Overdamping is noted when there are poorly defined waveforms on the monitor. Slurred upstrokes will be noted along with decreased systolic pressures and increased diastolic pressures. After performing a square waveform test zero to one oscillation, or “bounce” as I like to think of them, will be noted. Causes of overdamping can be excessive tubing length, blood clots, air bubbles, or kinks in the tubing or catheter, the use of nonrigid tubing, or loose connections in the tubing or transducer. One of the most common causes of overdamping is kinking of the a-line catheter near the insertion site. If this is the case it may be necessary to remove the dressing to fix the kink and then reapply a new one.

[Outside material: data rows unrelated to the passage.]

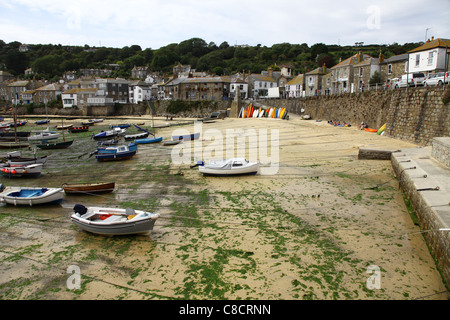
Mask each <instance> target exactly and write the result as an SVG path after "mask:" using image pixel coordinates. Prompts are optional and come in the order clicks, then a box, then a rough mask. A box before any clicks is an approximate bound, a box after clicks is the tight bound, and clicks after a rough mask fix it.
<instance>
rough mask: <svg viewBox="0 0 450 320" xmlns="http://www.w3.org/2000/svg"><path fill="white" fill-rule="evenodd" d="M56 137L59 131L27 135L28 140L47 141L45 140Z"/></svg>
mask: <svg viewBox="0 0 450 320" xmlns="http://www.w3.org/2000/svg"><path fill="white" fill-rule="evenodd" d="M58 138H59V133H53V132H40V133H38V134H35V135H32V136H29V137H28V141H47V140H55V139H58Z"/></svg>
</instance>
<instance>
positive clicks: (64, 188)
mask: <svg viewBox="0 0 450 320" xmlns="http://www.w3.org/2000/svg"><path fill="white" fill-rule="evenodd" d="M115 186H116V184H115V183H114V182H106V183H73V184H69V183H64V184H63V185H62V186H61V187H62V188H63V189H64V192H65V193H67V194H90V193H108V192H113V191H114V189H115Z"/></svg>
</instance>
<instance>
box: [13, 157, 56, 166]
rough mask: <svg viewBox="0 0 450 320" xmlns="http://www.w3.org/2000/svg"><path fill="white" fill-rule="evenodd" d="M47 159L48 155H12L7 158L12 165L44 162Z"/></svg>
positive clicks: (26, 165) (13, 165)
mask: <svg viewBox="0 0 450 320" xmlns="http://www.w3.org/2000/svg"><path fill="white" fill-rule="evenodd" d="M46 161H47V156H43V157H39V158H22V157H11V158H8V159H7V163H8V164H9V165H11V166H27V165H30V164H37V163H41V164H44V163H45V162H46Z"/></svg>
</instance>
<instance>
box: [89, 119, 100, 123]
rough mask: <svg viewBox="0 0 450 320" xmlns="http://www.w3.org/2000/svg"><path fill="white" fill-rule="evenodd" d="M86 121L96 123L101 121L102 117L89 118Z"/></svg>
mask: <svg viewBox="0 0 450 320" xmlns="http://www.w3.org/2000/svg"><path fill="white" fill-rule="evenodd" d="M88 121H89V122H91V123H98V122H103V119H89V120H88Z"/></svg>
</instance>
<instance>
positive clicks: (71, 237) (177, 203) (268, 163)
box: [0, 116, 448, 300]
mask: <svg viewBox="0 0 450 320" xmlns="http://www.w3.org/2000/svg"><path fill="white" fill-rule="evenodd" d="M66 122H67V121H66ZM69 122H70V121H69ZM75 122H76V121H75ZM112 123H116V124H117V123H136V124H140V125H141V126H143V127H145V128H147V129H148V128H150V126H151V125H152V119H151V118H130V119H126V120H124V119H120V120H113V119H109V120H105V121H104V122H103V123H101V124H96V125H95V126H92V127H91V129H90V132H88V133H80V134H68V133H66V134H65V138H66V139H74V140H75V141H74V144H73V145H72V146H71V147H70V148H69V149H65V150H54V151H42V150H38V151H37V154H38V155H39V156H41V155H48V156H49V158H48V161H47V163H46V164H45V166H44V169H43V174H42V176H41V177H39V178H34V179H22V180H21V179H8V178H4V177H1V178H0V182H1V183H3V184H4V185H7V186H36V187H41V186H42V187H58V186H61V184H63V183H64V182H101V181H102V182H109V181H114V182H116V185H117V190H116V191H115V192H114V193H111V194H106V195H97V196H94V195H82V196H71V195H65V197H64V200H63V202H62V204H61V205H53V206H44V207H31V208H30V207H14V206H10V205H5V204H1V205H0V241H1V243H2V246H1V248H0V300H29V299H37V300H63V299H65V300H72V299H79V300H97V299H99V300H100V299H101V300H107V299H111V300H118V299H123V300H131V299H133V300H145V299H154V300H169V299H183V300H203V299H208V300H243V299H250V300H309V299H313V300H368V299H374V300H411V299H425V300H446V299H447V298H448V297H447V293H441V292H445V291H446V288H445V285H444V284H443V281H442V278H441V276H440V274H439V272H438V270H437V269H436V266H435V264H434V261H433V258H432V256H431V255H430V252H429V250H428V248H427V245H426V243H425V241H424V239H423V236H422V233H421V230H420V228H419V227H418V226H417V225H415V224H414V223H413V220H412V219H411V216H410V214H409V213H408V210H407V207H406V205H405V202H404V200H403V195H402V192H401V190H399V188H398V181H397V180H396V178H395V177H394V175H393V170H392V167H391V163H390V161H379V160H378V161H377V160H358V148H359V147H369V148H378V149H393V150H397V149H402V148H416V147H417V146H416V145H414V144H411V143H408V142H405V141H399V140H394V139H391V138H388V137H385V136H379V135H377V134H374V133H368V132H364V131H360V130H358V128H355V127H350V128H341V127H333V126H330V125H328V124H327V123H326V122H316V121H305V120H301V119H300V118H299V117H295V116H291V119H290V120H289V121H285V120H279V119H225V120H217V121H215V122H212V123H205V124H203V125H200V124H197V125H196V127H195V126H194V125H193V124H192V122H188V121H187V120H185V119H184V121H182V120H177V119H175V120H174V121H170V124H171V126H170V127H163V128H157V129H156V136H163V137H164V139H170V137H171V135H172V133H173V132H174V131H175V130H187V131H189V132H190V133H194V131H195V130H198V129H199V128H200V129H201V130H202V132H203V135H202V138H201V139H199V140H198V141H196V142H195V143H196V145H194V144H195V143H194V144H189V143H185V144H184V145H183V146H181V145H178V146H176V147H174V146H172V147H166V146H162V145H161V144H152V145H143V146H140V147H139V151H138V154H137V155H136V156H135V157H134V158H133V159H131V160H128V161H118V162H110V163H99V162H97V161H96V160H95V157H89V152H92V151H93V150H94V149H95V144H96V142H95V141H94V140H93V139H91V137H90V135H91V134H92V133H97V132H99V131H100V130H101V129H106V128H108V125H110V124H112ZM154 123H155V124H158V125H161V124H166V123H168V122H167V121H166V120H165V119H156V120H155V122H154ZM183 124H184V125H183ZM29 126H30V127H32V126H34V125H29ZM27 129H28V130H29V129H30V128H27ZM33 129H36V128H33ZM227 130H228V131H227ZM129 131H130V132H136V129H134V128H130V129H129ZM230 132H235V133H237V134H236V135H237V136H239V137H240V138H241V139H244V141H246V144H245V146H244V145H238V144H236V147H235V149H231V150H232V151H233V150H234V151H236V152H244V153H245V156H246V157H251V155H254V154H257V155H258V156H259V155H267V157H266V158H268V159H269V160H270V161H269V162H268V163H267V162H266V163H262V168H263V169H264V170H266V171H265V172H266V174H258V175H256V176H240V177H203V176H201V175H200V174H199V172H198V169H197V168H193V169H191V168H190V165H192V164H195V161H196V159H194V154H196V153H195V152H198V151H199V150H200V151H201V154H202V155H203V156H205V155H209V154H210V155H212V156H213V157H214V156H217V154H216V153H214V152H219V151H218V150H219V149H220V148H218V147H217V146H225V141H226V137H230ZM265 132H267V134H268V143H267V148H266V147H265V145H264V144H263V140H264V139H262V138H261V137H263V136H262V134H264V133H265ZM254 133H256V134H257V135H258V136H259V137H260V138H261V139H259V140H258V144H257V145H256V149H255V144H252V143H251V142H250V140H251V136H252V135H253V134H254ZM220 134H221V135H222V136H220ZM276 135H278V140H274V141H271V137H275V138H276ZM211 136H214V139H212V138H211V140H210V139H209V138H208V137H211ZM220 138H222V140H220ZM236 141H238V138H236ZM277 141H278V143H279V145H278V146H276V142H277ZM213 143H215V144H214V145H215V146H216V147H215V148H213V147H212V146H213ZM188 146H190V147H188ZM273 146H276V147H274V148H272V147H273ZM175 148H178V149H175ZM174 150H184V151H183V152H186V153H183V155H186V154H187V155H189V153H188V151H189V150H191V151H192V154H191V158H192V159H191V161H190V163H181V164H178V163H177V159H179V157H181V154H180V153H178V156H177V155H176V154H175V153H174ZM264 151H265V152H264ZM2 153H3V152H2ZM25 153H26V152H25ZM28 154H30V152H29V151H28ZM174 154H175V155H174ZM236 155H238V154H237V153H236ZM266 160H267V159H266ZM273 170H275V172H273ZM272 173H275V174H272ZM77 203H79V204H83V205H85V206H106V207H131V208H134V209H142V210H145V211H150V212H159V213H160V214H161V217H160V218H159V219H158V220H157V221H156V224H155V227H154V230H153V231H152V232H151V233H150V234H148V235H135V236H122V237H104V236H98V235H94V234H89V233H87V232H84V231H82V230H80V229H79V228H77V227H76V226H74V225H73V224H72V223H71V221H70V215H71V214H72V213H73V211H72V208H73V206H74V205H75V204H77ZM73 266H75V267H76V268H78V270H80V273H81V283H80V287H79V288H78V289H77V288H76V287H75V288H74V287H73V286H71V285H70V284H72V285H73V284H76V282H71V281H72V279H73V278H71V276H72V275H73V274H72V273H68V272H67V271H68V269H69V270H73V269H70V268H73ZM371 270H375V271H371ZM368 279H370V280H376V281H375V282H373V281H369V282H368Z"/></svg>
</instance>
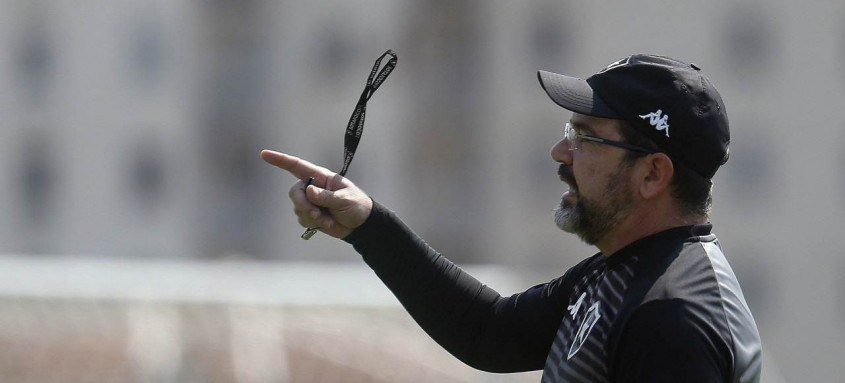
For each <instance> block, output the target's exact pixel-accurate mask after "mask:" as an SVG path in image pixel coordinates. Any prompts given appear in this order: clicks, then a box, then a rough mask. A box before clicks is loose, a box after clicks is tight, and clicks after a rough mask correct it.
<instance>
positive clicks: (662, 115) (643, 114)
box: [640, 109, 669, 137]
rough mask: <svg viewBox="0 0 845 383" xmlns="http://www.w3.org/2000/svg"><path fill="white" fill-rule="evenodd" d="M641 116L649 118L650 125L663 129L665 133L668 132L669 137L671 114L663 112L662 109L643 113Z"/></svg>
mask: <svg viewBox="0 0 845 383" xmlns="http://www.w3.org/2000/svg"><path fill="white" fill-rule="evenodd" d="M640 118H642V119H643V120H645V119H648V123H649V125H651V126H653V127H654V128H655V129H657V130H662V131H663V133H666V137H669V115H668V114H663V110H662V109H658V110H655V111H654V112H651V113H648V114H641V115H640Z"/></svg>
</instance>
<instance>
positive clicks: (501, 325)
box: [345, 203, 762, 382]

The damping coefficient is how quickly the system comes to a rest. It is a way to measure the shock-absorbing capability of the transducer. In the case of underdamping, there is less shock-absorbing capability which does not allow for the system to come to rest between cardiac cycles. This causes part of the previous waveform to be included into the beginning of the next waveform, resulting in a falsely elevated systolic pressure and a falsely lowered diastolic pressure. Using the square waveform test, after the rapid descent, multiple rapid oscillations, or bounces, will be noted. The most efficient way to correct underdampening is to adjust the frequency response through the monitor. Other possibilities to correct this waveform are to ensure that the tubing between the transducer and the catheter does not exceed 48 inches, and check for small air bubbles in the tubing.
Lopez, O. (2011). Back to basics: Critical care transport certification review. Place of publication not identified: Xlibris.
Marino, P. L., & Gast, P. (2014). The ICU book. Philadelphia: Wolters Kluwer/Lippincott Williams & Wilkins.
McEvoy, M., Rabrich, J. S., & Murphy, M. (2018). Critical care transport (2nd ed.). Burlington, MA: Jones & Bartlett Learning.